I had the same experience. A creative writing class with restrictions isn't very creative. However, you may still discover techniques & ideas which you will be able to employ.


----------



## Noma Galway (Jan 10, 2014)

T.Allen.Smith said:


> However, you may still discover techniques & ideas which you will be able to employ.


That's why I'm taking it. I'm just not how much I'll enjoy it.


----------



## CupofJoe (Jan 11, 2014)

I did a creative writing course a few years ago that had a similar restriction about fantasy/horror. The Tutor explained [in a very candid moment] that she was sick and tired of reading thinly disguised fan-fic of last years book or films. She didn't think much of most people that did creative writing courses but said that just once in a while she read something that made it all worth while.
As other's have said: Take what you learn and find useful and dis-guard the rest. You may be surprised at what you learn by being forced to work outside your comfort zone.


----------



## Rinzei (Jan 11, 2014)

I hope you do end up enjoying it. Even though it didn't relate to my major, I really wish I had taken a creative writing or fiction class when I went. 

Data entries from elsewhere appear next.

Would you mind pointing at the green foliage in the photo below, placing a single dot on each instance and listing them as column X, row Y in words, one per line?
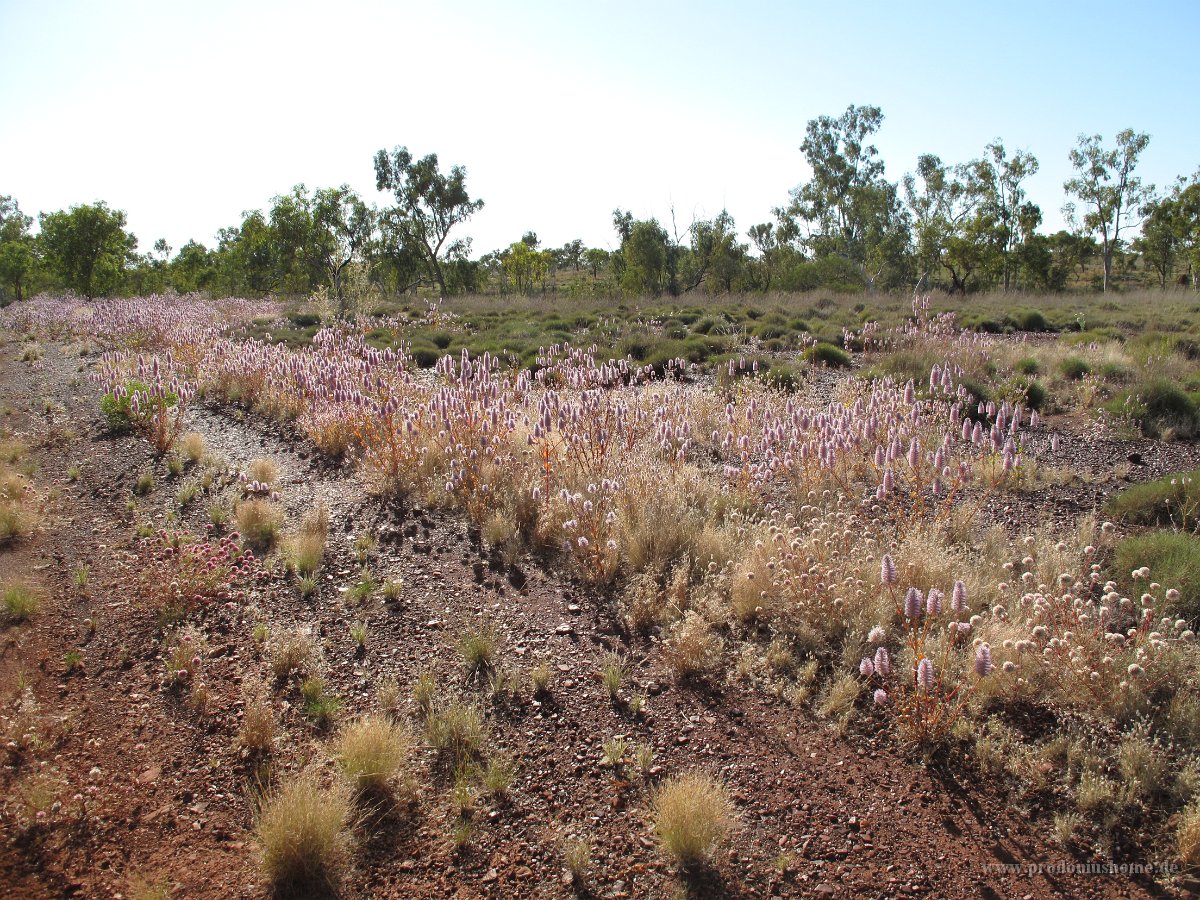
column 827, row 354
column 87, row 249
column 1032, row 321
column 1173, row 559
column 1074, row 367
column 1165, row 408
column 429, row 205
column 1171, row 501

Just make sure that, no matter what, you still give yourself time for your writing. I put everything aside for college, including writing, and while I got good grades, it has made it very difficult to get back into my work (and I've been out for 3 years now!). As much as college is important, it's also important to still be able to do things that you love. Otherwise, you'll go nuts!


----------



## Nagash (Jan 11, 2014)

Wish I had such a class Noma ! Back home they're really not that into "creativity". Just started a class on methodology of pols in sociology...

Boring as hell...

/sigh


----------



## A. E. Lowan (Jan 11, 2014)

Noma, is that _Writing Fiction_ by Janet Burroway, et al., by any chance?  If it is, you might be pleasantly surprised.  I've got it sitting next to me on my writing reference shelf, and I found it enjoyable.  Granted, it's literary, but it still had some useful things to say.


----------



## Noma Galway (Jan 11, 2014)

Yes, it is. I'm planning on reading it over the weekend.


----------



## Aidan of the tavern (Jan 12, 2014)

I know with writing it is very easy to find that a structured teaching setting doesn't work for you, but just try to go in with a positive attitude and if nothing else enjoy the face to face interaction between writers.  Who knows, you may even work around the barriers and end up getting a lot out of it, so good luck.


----------